For NWT it began with the support of WREN to help build a visitor centre at Weeting and continues today with WREN and BIFFA Award funded projects running at Roydon Common, Dereham Stream Fens (Scarning Fen and Rush Meadows), Cranwich Camp and one just starting close to Barton Broad at Catfield Fen.

Some of the first projects focused on improving information and access for visitors and if you have recently visited Ranworth's Broads Wildlife Centre, parked at Lower Wood, Ashwellthorpe or been up the tree tower at Hickling Broad you will have directly benefitted from some of the many improvements the LCF has allowed us to make.

The distributors of the LCF rapidly recognised a role for themselves in supporting projects aimed at conserving wildlife and quickly the funding broadened to the beneficiaries being not just human visitors to our nature reserves but many of the inhabitants too. Fen orchids and swallowtails butterflies now have hundreds of acres of scrub-free fen flourish at Upton; natterjack toad ponds have been restored at Holme; common cranes have areas of habitat created and managed specifically for their foraging needs at South Walsham. Water voles have many miles of restored dykes in which to prosper. And beyond these specific species, assemblages and communities of insects and plants are now thriving in restored and newly created habitats across Norfolk, thanks to commitment to biodiversity provided by the landfill companies.

In many cases the funding has shown enormous trust in our vision for landscape-scale conservation. One such project was ‘Rebuilding the Bure Valley’, which received close to half a million pounds to help restore the viability of the middle reaches of the Bure Valley wetland system and initiated major restoration of habitats at Upton fen and marshes, Ranworth Broad and South Walsham Marshes and connected large areas of land under conservation management across the Living Landscape. Upton Marshes, not so long ago cultivated for crops, is now developing into a hugely valuable wet grassland for wintering and breeding habitat for waders such as lapwing and redshank.

At the same time, WREN put similar faith in a landscape-scale project at Hickling, which aimed to create a wetland with controllable water levels to manage the reserve’s adaption to the predicted rising water levels due to climate change. By doing this the project made a significant step towards re-connecting parts of the Broad’s drained marshes to the existing undrained fens. It is now progressing towards increasing the resilience of existing populations of the reserve’s key species, such as bitterns, cranes and swallowtail butterflies.

SITA / SUEZ funded many restoration projects across Norfolk. Perhaps the most innovative was creation of a transition habitat between the heathland of Grimston Warren and the wet grassland of the Gaywood valley at The Delft. The work involved the careful rebraiding of a water flows from Grimston Warren and seeding and planting cross-leaved heath to attempt to create wet heath, the results of which are still developing.

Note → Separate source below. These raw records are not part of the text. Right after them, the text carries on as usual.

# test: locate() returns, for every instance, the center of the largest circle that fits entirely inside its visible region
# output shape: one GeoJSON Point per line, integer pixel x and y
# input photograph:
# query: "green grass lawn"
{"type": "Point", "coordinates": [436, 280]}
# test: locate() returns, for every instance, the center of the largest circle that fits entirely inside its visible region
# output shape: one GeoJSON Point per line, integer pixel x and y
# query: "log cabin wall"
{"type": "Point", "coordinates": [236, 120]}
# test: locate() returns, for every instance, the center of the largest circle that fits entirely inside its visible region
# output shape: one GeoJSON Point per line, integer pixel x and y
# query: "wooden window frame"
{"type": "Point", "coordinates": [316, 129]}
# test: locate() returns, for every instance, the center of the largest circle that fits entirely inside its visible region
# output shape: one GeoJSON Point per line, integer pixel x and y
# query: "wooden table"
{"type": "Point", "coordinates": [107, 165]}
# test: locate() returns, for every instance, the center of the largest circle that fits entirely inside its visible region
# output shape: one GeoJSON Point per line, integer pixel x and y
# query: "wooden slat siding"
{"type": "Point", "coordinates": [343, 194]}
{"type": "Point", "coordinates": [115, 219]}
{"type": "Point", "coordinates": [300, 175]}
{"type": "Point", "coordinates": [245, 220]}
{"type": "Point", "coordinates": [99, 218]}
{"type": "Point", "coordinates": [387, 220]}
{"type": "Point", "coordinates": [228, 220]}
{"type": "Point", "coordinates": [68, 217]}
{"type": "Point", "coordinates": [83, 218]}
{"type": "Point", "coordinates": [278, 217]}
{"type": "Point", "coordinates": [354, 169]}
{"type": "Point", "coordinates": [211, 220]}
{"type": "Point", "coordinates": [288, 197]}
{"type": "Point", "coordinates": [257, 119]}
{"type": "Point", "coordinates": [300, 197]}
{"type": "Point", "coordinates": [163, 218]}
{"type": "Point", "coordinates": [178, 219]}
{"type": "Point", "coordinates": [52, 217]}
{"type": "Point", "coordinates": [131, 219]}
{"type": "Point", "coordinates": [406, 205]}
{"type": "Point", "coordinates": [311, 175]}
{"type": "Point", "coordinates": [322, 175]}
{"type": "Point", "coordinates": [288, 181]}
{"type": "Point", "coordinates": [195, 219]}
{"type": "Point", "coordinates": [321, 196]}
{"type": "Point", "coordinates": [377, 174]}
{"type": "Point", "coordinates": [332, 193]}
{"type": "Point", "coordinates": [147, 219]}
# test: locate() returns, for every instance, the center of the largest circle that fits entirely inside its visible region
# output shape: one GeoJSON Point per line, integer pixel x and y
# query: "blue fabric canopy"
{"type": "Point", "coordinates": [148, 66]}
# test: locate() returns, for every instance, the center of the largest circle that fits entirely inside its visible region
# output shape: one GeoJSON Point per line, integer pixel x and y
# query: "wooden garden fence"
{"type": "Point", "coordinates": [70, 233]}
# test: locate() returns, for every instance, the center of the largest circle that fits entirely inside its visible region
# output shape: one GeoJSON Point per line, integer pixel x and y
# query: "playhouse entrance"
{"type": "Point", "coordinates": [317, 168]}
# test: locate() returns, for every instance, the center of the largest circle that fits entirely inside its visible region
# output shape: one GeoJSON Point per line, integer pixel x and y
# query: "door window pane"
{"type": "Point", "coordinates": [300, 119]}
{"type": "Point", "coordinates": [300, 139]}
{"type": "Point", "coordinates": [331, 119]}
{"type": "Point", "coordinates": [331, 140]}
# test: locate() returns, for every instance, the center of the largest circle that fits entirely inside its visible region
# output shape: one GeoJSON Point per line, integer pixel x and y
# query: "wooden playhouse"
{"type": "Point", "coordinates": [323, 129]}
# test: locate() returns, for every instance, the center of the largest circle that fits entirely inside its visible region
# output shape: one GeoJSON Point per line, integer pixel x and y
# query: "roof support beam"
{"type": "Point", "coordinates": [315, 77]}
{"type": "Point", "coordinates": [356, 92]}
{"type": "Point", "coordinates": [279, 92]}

The common thread between all the projects funded through the LCF is that NWT would not have been able to deliver them with such a degree of confidence, scale - and in many cases at all - without the fund and the additional resources that their faith in our projects has inspired in other funders.
 
Recycling is becoming second-nature in the way we sort our rubbish and the amount going to landfill has reduced by 50% since 1995. This has lead to the closure of many of Norfolk’s landfill sites. In the greater scheme of things, this is welcome news but the concern is that we are beginning to see the tail-end of this funding in Norfolk along with the enormous benefits for conservation it has brought. However, these benefits, with careful management, will last long into the future and leave much for us and the landfill distributors to celebrate.